Eén van hun argumenten was dat de aanwezigheid van een schrobgoot op het schilderij niet hoefde in te houden dat de huizen aan een gracht moesten liggen. Sterker nog een schrobgoot zou juist een aanwijzing kunnen zijn dat er geen gracht was. Dat zou de theorie van de professor onderuit halen, want het belastingboek waarop hij zich baseerde bevatte de belastinggegevens van huizen die in 1660 aan een gracht lagen. En als er geen gracht was, dan klopte de theorie van de professor niet. Ik citeer even een stukje van Eijkelboom en Vermeer waarin zij dit punt opwierpen.

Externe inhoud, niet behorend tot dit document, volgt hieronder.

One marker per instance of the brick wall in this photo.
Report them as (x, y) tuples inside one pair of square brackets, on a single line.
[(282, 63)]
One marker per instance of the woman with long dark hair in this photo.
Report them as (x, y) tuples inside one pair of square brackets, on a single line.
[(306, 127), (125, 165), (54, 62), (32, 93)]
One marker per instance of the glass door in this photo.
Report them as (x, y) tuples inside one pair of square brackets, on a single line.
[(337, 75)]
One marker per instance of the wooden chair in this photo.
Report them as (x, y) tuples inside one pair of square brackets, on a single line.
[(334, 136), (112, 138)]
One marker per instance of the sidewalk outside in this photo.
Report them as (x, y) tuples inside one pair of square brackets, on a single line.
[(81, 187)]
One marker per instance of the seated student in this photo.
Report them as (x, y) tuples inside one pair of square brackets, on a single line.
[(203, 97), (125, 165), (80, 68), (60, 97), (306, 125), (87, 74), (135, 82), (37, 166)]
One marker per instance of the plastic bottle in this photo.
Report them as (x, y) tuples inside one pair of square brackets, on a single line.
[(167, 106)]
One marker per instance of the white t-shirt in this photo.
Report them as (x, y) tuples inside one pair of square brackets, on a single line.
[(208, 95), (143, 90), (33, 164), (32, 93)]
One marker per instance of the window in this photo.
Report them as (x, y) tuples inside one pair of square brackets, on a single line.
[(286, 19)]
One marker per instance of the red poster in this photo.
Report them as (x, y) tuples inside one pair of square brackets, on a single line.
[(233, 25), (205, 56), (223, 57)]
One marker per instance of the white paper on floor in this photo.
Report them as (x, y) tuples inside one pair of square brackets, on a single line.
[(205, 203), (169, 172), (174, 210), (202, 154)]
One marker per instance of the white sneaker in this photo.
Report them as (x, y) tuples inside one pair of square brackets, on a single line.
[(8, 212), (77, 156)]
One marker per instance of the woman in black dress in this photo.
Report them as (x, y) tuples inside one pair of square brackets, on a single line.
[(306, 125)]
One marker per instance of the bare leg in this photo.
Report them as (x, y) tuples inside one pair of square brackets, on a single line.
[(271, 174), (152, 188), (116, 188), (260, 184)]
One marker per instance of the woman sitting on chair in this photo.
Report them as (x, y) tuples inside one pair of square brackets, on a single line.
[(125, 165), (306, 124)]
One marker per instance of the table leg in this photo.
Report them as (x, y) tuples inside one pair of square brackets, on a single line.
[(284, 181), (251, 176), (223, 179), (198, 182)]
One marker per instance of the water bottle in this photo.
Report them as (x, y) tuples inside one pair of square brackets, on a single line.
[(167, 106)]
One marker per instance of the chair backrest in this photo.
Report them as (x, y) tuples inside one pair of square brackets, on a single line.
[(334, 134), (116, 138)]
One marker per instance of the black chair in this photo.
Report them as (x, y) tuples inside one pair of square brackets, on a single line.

[…]“De goot kan evenwel met evenveel recht geduid worden als een aanwijzing tegen de aanwezigheid van de gracht. Als er over de volle breedte van het schilderij, net buiten beeld, een gracht zou zijn, zo zou de redenering kunnen luiden, zou het niet hebben uitgemaakt waar het water de gracht in liep. Het afschot (een bewust aangebrachte helling van een straat voor het laten weglopen van vloeistof) van een straat langs een gracht loopt namelijk doorgaans vanaf de gevelwand licht naar de gracht af, om te voorkomen dat water terugloopt naar de bebouwing en daarin binnendringt. Goten aan de kant van de gevel of dwarsgoten, zoals op het schilderij, zijn daarom niet nodig. De bewoner had zich dan de moeite van de aanleg van een voor het verkeer hinderlijke goot kunnen besparen. Juist het gegeven dat het overtollige water voor verdere afvoer naar een specifieke plaats moest worden geleid, zou erop kunnen wijzen dat er geen gracht gedacht is.”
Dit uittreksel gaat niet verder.